CHIOSCO FESTA DEL VINO“IL CHIOSCO: PERCHE’?”
E’ invalsa da tempo, ormai, la consuetudine di allestire durante le annuali edizioni della FESTA DEL VINO in Vignanello il “CHIOSCO DE’ I SBANDIERATORI – SIR PICONE”.
Il contributo fisico, a volte reale sudore, di ragazze e ragazzi dei nostri CORTEO STORICO DEGLI OTTO RIONI e SBANDIERATORI DI VIGNANELLO, che si prodigano dai giorni precedenti l’apertura a quelli seguenti la chiusura della Festa, si trasforma alla fine nel contributo economico che permette ai Gruppi folcloristici di affrontare la stagione a venire.
“Semel in anno licet insanire!” dicevano i latini!
Si monta il tendone del chiosco, si dispongono in fila e si lavano i tavoli e i sedili; in un angolo si sistema la grande cucina a legna per arrostire braciole e salsicce.
Vicino una grande friggitrice per le patatine e via.
Chi spacca, eliminando i semi, e chi sminuzza e condisce i pomodori per le bruschette; e chi prepara le insalate.
E le nostre insostituibili cuoche, poi?

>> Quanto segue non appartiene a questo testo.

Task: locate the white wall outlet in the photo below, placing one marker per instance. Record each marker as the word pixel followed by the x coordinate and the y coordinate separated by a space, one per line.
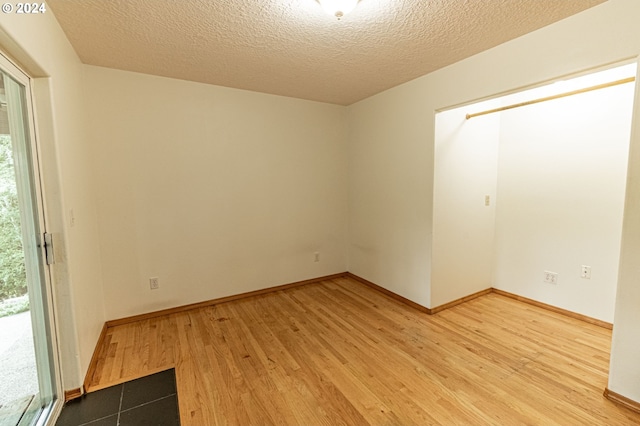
pixel 154 283
pixel 550 277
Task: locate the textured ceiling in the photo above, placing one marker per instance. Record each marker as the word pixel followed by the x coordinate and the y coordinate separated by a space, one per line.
pixel 290 47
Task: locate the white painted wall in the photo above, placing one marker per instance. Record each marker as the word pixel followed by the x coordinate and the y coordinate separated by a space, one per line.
pixel 465 171
pixel 391 157
pixel 215 191
pixel 38 43
pixel 561 183
pixel 624 372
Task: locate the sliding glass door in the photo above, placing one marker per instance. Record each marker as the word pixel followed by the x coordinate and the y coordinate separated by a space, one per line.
pixel 27 366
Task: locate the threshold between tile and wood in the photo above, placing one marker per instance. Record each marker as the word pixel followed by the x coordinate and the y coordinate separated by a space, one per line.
pixel 89 387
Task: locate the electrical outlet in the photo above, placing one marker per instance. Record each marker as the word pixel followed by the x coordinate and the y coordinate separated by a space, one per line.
pixel 154 283
pixel 550 277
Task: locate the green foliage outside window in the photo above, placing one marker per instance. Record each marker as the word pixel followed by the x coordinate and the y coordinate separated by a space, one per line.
pixel 13 280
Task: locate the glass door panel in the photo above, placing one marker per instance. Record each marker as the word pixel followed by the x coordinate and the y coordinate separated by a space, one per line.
pixel 27 369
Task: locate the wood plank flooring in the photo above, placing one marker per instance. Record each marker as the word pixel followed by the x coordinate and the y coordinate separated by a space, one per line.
pixel 341 353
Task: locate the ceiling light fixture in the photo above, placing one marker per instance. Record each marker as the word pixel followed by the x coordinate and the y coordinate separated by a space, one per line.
pixel 338 8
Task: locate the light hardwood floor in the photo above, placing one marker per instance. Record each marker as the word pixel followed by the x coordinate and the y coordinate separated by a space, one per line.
pixel 341 353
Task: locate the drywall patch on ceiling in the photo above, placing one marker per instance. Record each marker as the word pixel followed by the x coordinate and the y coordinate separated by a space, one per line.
pixel 291 47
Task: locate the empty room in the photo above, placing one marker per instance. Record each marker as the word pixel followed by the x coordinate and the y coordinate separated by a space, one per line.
pixel 319 212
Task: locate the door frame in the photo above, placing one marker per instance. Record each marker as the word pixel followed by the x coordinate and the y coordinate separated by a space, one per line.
pixel 23 78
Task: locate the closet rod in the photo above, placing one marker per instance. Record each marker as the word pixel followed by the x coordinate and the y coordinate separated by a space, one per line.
pixel 558 96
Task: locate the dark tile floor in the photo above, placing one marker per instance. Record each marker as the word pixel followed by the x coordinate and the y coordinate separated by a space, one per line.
pixel 150 400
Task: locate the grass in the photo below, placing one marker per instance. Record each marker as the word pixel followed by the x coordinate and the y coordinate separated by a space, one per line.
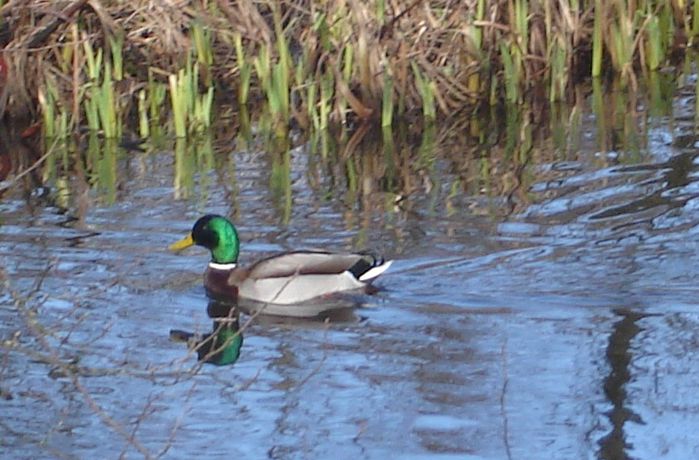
pixel 315 65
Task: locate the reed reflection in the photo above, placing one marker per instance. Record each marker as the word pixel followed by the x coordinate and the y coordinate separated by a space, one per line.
pixel 222 345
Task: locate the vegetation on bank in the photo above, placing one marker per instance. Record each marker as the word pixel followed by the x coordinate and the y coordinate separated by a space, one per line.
pixel 99 63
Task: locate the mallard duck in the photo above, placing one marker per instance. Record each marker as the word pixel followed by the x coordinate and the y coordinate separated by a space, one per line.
pixel 289 278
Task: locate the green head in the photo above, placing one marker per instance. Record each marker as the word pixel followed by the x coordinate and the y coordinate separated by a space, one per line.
pixel 217 234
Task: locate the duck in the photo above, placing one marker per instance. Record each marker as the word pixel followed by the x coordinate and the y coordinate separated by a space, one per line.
pixel 290 278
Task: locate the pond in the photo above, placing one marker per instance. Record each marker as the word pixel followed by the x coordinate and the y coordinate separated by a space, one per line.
pixel 542 303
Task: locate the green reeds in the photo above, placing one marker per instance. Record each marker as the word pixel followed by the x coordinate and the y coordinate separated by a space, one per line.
pixel 54 117
pixel 191 110
pixel 244 69
pixel 427 89
pixel 100 107
pixel 387 103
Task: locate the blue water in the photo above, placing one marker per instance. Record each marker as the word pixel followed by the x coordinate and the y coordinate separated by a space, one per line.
pixel 554 319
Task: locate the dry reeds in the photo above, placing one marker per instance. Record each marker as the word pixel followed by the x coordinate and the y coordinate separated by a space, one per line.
pixel 98 63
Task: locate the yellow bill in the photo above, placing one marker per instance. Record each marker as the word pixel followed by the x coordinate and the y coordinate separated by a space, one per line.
pixel 184 243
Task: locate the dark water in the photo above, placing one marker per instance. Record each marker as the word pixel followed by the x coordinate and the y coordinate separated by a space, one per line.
pixel 542 303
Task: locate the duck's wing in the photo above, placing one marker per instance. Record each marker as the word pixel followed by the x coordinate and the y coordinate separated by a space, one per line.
pixel 311 263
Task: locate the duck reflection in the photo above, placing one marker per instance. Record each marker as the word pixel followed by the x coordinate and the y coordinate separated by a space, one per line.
pixel 222 346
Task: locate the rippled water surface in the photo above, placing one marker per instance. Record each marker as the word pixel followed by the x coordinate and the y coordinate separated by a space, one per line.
pixel 537 309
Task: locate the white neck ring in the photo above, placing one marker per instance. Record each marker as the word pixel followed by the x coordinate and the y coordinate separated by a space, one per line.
pixel 217 266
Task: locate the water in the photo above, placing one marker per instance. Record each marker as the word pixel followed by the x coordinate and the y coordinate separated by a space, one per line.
pixel 538 309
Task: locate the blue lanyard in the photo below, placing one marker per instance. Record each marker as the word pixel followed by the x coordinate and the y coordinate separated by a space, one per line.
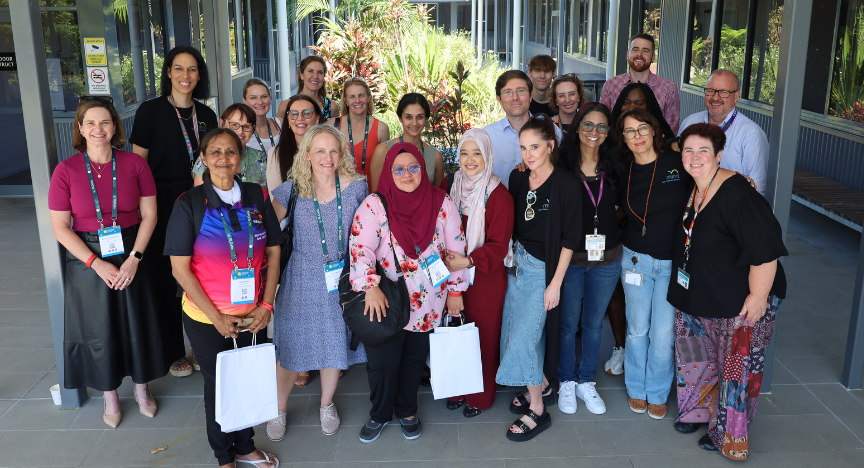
pixel 113 189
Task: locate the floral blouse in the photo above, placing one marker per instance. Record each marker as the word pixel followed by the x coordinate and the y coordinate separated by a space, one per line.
pixel 370 242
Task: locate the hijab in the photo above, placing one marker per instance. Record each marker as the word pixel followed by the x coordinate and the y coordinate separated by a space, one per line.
pixel 470 192
pixel 412 216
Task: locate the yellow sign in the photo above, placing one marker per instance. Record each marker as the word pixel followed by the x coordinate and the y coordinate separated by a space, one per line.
pixel 94 50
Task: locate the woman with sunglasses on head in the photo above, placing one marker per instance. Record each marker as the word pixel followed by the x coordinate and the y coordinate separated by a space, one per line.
pixel 363 131
pixel 419 223
pixel 256 94
pixel 545 235
pixel 413 111
pixel 167 133
pixel 114 316
pixel 311 82
pixel 567 95
pixel 655 188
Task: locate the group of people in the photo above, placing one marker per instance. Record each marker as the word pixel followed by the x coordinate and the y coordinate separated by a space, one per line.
pixel 540 233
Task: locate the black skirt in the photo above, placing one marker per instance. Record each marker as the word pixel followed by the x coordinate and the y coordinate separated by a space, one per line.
pixel 112 334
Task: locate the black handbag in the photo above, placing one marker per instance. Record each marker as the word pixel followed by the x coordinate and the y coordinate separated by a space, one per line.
pixel 373 333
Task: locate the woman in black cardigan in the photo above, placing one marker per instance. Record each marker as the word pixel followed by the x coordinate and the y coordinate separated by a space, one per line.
pixel 548 223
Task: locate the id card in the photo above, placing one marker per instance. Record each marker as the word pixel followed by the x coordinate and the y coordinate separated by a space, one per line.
pixel 595 244
pixel 435 270
pixel 242 286
pixel 332 271
pixel 110 241
pixel 684 279
pixel 631 277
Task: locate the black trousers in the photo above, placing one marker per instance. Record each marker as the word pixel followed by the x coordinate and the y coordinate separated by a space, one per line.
pixel 207 343
pixel 395 368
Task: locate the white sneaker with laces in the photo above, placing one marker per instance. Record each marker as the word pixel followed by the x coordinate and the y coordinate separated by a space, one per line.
pixel 615 364
pixel 567 397
pixel 588 394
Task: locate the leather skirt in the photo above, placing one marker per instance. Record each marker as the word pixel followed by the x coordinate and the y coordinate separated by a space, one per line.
pixel 112 334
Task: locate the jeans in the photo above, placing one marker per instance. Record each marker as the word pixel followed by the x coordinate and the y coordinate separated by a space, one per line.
pixel 649 358
pixel 588 289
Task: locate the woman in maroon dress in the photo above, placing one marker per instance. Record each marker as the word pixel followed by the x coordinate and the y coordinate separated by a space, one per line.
pixel 486 208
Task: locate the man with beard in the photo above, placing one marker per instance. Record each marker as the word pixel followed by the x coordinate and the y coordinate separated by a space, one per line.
pixel 639 58
pixel 746 150
pixel 541 69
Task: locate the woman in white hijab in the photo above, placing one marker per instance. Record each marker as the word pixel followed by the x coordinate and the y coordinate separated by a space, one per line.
pixel 486 208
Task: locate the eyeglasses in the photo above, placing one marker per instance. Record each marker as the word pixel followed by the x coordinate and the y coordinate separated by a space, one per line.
pixel 400 170
pixel 531 198
pixel 307 114
pixel 246 128
pixel 709 92
pixel 602 129
pixel 643 130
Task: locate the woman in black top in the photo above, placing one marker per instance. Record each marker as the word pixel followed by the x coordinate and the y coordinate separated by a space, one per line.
pixel 591 154
pixel 655 187
pixel 166 133
pixel 726 285
pixel 548 223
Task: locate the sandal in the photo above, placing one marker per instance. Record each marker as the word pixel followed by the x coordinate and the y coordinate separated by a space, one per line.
pixel 181 368
pixel 542 422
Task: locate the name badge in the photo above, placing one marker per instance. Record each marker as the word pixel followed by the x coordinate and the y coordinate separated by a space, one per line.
pixel 631 277
pixel 110 241
pixel 332 271
pixel 595 244
pixel 435 270
pixel 242 286
pixel 684 279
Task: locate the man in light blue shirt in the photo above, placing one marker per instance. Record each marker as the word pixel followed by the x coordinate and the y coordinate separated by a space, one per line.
pixel 746 149
pixel 513 90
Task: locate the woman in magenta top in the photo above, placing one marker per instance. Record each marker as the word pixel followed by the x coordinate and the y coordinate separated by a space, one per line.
pixel 113 316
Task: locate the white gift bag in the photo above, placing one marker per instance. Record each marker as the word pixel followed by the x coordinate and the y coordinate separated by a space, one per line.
pixel 246 386
pixel 454 360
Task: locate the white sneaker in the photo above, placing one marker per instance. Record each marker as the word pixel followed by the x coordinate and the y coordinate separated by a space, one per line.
pixel 588 394
pixel 615 364
pixel 567 397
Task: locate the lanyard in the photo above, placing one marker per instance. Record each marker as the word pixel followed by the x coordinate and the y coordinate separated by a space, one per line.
pixel 365 141
pixel 113 190
pixel 689 231
pixel 321 221
pixel 596 203
pixel 231 240
pixel 183 128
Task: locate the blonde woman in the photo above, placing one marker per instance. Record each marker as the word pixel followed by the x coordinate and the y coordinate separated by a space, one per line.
pixel 310 332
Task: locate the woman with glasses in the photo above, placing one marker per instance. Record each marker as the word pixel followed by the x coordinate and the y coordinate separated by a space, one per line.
pixel 545 235
pixel 239 119
pixel 166 134
pixel 114 316
pixel 411 235
pixel 363 131
pixel 567 95
pixel 256 94
pixel 413 111
pixel 591 153
pixel 655 188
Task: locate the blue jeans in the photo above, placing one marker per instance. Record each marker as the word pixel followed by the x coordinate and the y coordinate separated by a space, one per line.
pixel 588 289
pixel 649 357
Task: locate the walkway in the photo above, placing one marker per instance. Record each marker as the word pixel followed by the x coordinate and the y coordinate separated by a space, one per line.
pixel 809 419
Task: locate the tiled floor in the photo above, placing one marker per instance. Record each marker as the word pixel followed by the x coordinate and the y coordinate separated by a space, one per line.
pixel 808 420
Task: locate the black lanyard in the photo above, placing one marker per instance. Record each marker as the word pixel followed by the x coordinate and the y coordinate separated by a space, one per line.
pixel 321 221
pixel 113 190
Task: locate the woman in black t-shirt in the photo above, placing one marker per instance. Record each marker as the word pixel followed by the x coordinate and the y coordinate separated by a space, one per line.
pixel 166 132
pixel 726 285
pixel 655 187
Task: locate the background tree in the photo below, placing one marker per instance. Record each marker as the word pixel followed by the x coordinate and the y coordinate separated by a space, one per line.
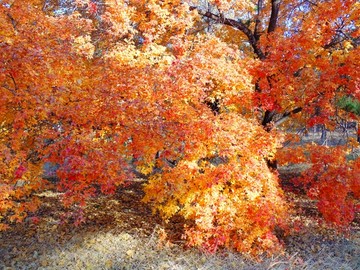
pixel 112 89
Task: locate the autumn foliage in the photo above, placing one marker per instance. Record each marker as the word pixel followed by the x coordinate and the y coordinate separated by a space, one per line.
pixel 110 90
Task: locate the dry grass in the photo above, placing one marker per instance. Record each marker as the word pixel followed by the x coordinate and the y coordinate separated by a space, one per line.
pixel 121 233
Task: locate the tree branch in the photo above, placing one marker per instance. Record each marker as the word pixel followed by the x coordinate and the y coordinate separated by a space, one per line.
pixel 286 115
pixel 275 7
pixel 238 24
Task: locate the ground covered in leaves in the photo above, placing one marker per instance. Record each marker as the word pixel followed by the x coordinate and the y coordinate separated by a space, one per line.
pixel 120 232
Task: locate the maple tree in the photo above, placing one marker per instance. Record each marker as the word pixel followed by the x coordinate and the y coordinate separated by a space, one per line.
pixel 110 90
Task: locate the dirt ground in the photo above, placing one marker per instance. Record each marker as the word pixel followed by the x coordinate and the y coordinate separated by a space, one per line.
pixel 120 232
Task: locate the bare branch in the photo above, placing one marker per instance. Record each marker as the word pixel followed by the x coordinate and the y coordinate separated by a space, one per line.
pixel 275 7
pixel 238 24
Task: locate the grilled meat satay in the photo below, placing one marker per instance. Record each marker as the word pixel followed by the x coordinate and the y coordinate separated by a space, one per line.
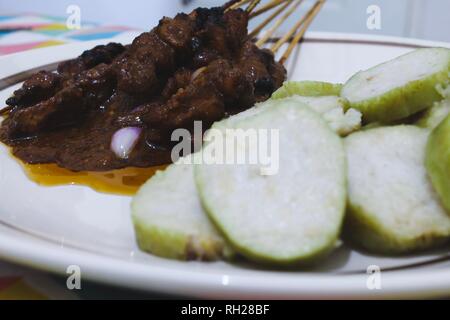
pixel 197 66
pixel 44 84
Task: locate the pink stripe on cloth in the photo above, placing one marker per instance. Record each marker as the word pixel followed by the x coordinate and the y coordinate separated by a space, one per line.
pixel 19 47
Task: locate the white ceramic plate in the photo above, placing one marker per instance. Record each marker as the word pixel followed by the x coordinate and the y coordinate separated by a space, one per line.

Sono il “motore” del chiosco e senza la loro opera saremmo fermi!
Sono loro che cuociono i primi, preparano i sughi e gli intingoli vari, predispongono i secondi piatti, la frutta e i dolciumi.
Tutti diventano camerieri: servono le portate ai convenuti, recano bottiglie vino (molte) e di acqua (poche) e sparecchiano e riapparecchiano i tavoli con velocità incredibile!
Sono inevitabili, a volte anche piuttosto accese, le discussioni tra noi durante “i giorni del Chiosco”!
Ma esse sono innescate dallo stress e dal caldo ferragostano e si ricompongono alla svelta.
Le bandiere appena mosse dalla poca brezza, gli stendardi rionali appesi ai muri dell’edificio scolastico che delimitano il nostro recinto chiuso; e l’angolo della friggitrice e della cucina a legna che, con l’alto fuoco alimentato da ciocchi di legna generosi, sembra la fucina ancestrale del dio Vulcano!
E’ un altro modo per tenere interessati e uniti i ragazzi componenti i Gruppi folcloristici.
E “GRAPPAMAN – ‘GNITELLI” poi, che al segnale convenuto lanciato dall’orchestrina che allieta l’ambiente si trasforma nel GIULLARE che con un cappello alto e colorato a forma di botte e con il “Barlozzo con il cannello di canna” saltella tra i tavoli a distribuire assaggi di grappa agli avventori pronti con le bocche aperte come uccellini.
A fine serata, ormai liberi da impegni, quasi a consumare le ultime residue energie si canta, si beve e si balla.
Nei giorni della Festa siamo sempre pieni di gente e c’è la fila in attesa si sedersi a tavoli e ciò, diciamocelo, anche perché siamo i più simpatici!